Canelo has come to accept that Gennady Golovkin’s name will be linked with his for the foreseeable future. He remains calm in answering the ducking accusations and the embarrassment of his May post-fight interview bravado. But the first sign of irritability comes when the 26-year old is asked about his weight.



In his 11-year career, Canelo Alvarez has never weighed more than 155 pounds for a fight. Over his last six bouts, he’s tipped the scales at 155 four times. But the rumors of Alvarez risking his health to stay at junior middleweight over facing Golovkin at 160 gained steam in the immediate aftermath of the Khan knockout. Media, including this author, waited for close to two hours for Canelo to appear for post-fight questions. When he finally spoke at the podium, his opening words were translated as stating the delay was due to being a “little dehydrated” and needing more time to complete the post-fight physical.

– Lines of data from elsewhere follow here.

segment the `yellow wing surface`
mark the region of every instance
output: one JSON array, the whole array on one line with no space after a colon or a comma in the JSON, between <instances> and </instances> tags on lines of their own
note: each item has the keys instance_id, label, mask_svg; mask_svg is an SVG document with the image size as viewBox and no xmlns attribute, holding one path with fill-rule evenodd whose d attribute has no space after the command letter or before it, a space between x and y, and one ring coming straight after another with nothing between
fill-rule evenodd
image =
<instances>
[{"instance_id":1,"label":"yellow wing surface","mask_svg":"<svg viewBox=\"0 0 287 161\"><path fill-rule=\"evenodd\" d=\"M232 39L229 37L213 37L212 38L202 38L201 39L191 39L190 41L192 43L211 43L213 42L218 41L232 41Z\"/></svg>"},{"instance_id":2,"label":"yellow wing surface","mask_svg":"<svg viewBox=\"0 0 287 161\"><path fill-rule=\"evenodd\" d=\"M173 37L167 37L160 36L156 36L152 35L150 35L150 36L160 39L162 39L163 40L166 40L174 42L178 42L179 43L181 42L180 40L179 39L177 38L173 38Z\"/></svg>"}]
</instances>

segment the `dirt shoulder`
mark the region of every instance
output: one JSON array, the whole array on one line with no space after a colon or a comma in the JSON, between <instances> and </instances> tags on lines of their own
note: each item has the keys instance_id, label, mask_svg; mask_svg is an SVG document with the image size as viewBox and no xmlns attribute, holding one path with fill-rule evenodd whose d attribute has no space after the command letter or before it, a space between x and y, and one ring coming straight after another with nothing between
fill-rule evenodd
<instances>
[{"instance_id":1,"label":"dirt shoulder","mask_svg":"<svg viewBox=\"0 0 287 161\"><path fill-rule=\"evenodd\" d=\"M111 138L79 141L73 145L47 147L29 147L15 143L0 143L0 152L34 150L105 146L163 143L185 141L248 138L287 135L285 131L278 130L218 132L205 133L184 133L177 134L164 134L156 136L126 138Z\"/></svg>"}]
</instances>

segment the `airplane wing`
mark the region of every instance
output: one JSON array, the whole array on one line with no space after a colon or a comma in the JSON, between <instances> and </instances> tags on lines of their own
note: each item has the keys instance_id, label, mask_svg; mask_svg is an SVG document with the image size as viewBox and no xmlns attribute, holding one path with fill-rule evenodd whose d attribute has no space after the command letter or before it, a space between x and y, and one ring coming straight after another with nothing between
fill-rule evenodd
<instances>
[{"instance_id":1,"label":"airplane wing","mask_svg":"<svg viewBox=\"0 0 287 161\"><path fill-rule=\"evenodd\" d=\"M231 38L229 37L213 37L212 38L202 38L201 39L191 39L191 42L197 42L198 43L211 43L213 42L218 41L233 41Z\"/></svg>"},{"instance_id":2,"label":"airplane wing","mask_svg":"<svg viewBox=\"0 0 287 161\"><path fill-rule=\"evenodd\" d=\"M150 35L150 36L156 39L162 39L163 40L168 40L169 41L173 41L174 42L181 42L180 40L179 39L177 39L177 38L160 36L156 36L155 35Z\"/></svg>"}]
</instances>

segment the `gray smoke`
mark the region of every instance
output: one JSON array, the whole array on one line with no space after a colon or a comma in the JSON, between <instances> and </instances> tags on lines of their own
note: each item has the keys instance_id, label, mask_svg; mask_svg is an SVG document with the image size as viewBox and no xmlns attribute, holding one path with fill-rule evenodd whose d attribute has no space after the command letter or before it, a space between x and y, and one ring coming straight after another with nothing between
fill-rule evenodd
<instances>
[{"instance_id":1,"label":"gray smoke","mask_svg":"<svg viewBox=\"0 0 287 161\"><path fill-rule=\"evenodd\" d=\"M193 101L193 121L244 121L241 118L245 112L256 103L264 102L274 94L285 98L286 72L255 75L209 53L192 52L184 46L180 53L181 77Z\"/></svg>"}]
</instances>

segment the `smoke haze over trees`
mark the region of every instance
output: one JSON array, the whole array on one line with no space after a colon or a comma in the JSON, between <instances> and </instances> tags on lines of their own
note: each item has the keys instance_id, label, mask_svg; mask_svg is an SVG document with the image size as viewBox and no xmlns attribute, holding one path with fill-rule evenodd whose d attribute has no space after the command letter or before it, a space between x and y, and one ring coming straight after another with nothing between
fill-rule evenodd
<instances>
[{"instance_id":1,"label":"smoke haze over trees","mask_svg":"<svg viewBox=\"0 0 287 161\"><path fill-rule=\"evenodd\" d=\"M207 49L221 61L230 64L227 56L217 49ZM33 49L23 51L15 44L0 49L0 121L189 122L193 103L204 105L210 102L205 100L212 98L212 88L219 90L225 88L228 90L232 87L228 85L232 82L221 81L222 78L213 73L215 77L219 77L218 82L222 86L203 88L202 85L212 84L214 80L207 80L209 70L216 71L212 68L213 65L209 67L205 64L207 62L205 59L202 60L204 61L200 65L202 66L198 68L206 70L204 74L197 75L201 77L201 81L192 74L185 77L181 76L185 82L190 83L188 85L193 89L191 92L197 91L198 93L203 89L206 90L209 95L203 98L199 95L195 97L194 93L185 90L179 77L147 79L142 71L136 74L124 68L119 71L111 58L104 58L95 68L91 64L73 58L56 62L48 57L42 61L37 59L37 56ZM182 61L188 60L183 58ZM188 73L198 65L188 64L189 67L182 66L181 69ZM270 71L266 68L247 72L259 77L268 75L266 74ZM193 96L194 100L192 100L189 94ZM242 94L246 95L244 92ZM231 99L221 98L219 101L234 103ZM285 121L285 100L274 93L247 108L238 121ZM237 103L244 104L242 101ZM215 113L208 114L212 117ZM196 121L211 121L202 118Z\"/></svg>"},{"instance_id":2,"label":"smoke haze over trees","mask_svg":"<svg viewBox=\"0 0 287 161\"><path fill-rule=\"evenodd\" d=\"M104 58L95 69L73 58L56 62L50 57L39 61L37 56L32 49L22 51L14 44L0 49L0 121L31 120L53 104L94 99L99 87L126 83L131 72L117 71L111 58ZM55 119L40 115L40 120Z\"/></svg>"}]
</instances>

Khan estimated Canelo was 180 pounds when they clashed. Smith is on record as stating he expects Canelo to struggle with the weight and accused him of only returning to 154 to avoid Golovkin. As for Canelo, he lets out an animated sigh and mutters a few choice words when the dehydration and weight issues are brought up.

“Aw, come on. Look, there was no dehydration issue at all,” he declares. “What happened was they needed to take more blood from me and I had just urinated, but they needed more to finish the testing. The weight is 154 and no issue. That was just a mistranslation on the podium.”

Mistranslation or not, junior middleweight will not be a rest haven. There are the Charlo brothers, who hold the WBC (Jermell) and IBF (Jermall) titles. Erislandy Lara, who’s been clamoring for a Canelo rematch since losing a controversial split decision in 2014, holds the WBA strap. And the undefeated Demetrius Andrade, who put the division on notice by outclassing Willie Nelson (TKO12) in June, is now the mandatory challenger for the Canelo-Smith winner.

“I’m not worried about the other champions,” is all Canelo will commit to on record. “We can figure out the next step after Smith.”

Boxing wears you down. Most fighters on the wrong side of 30 put health and favorable opposition over the tough matchups that make fans salivate. But Canelo is 26. Fans watched the sport make a mockery of itself with the five-year delay in making Mayweather-Pacquiao. In the immediate aftermath, Canelo and his promoter vowed to resurrect the sport by giving fans what they want to see. Was it all smoke and mirrors?

Another Canelo sigh.

“The fight with Golovkin will happen at a good time for the fans,” he assures. “But he doesn’t concern me. My focus is just Liam Smith.”

Is Canelo Alvarez more fighter, or more businessman? We have one year to find out.

Canelo Alvarez vs. Liam Smith airs live on HBO pay-per-view on Saturday September 17.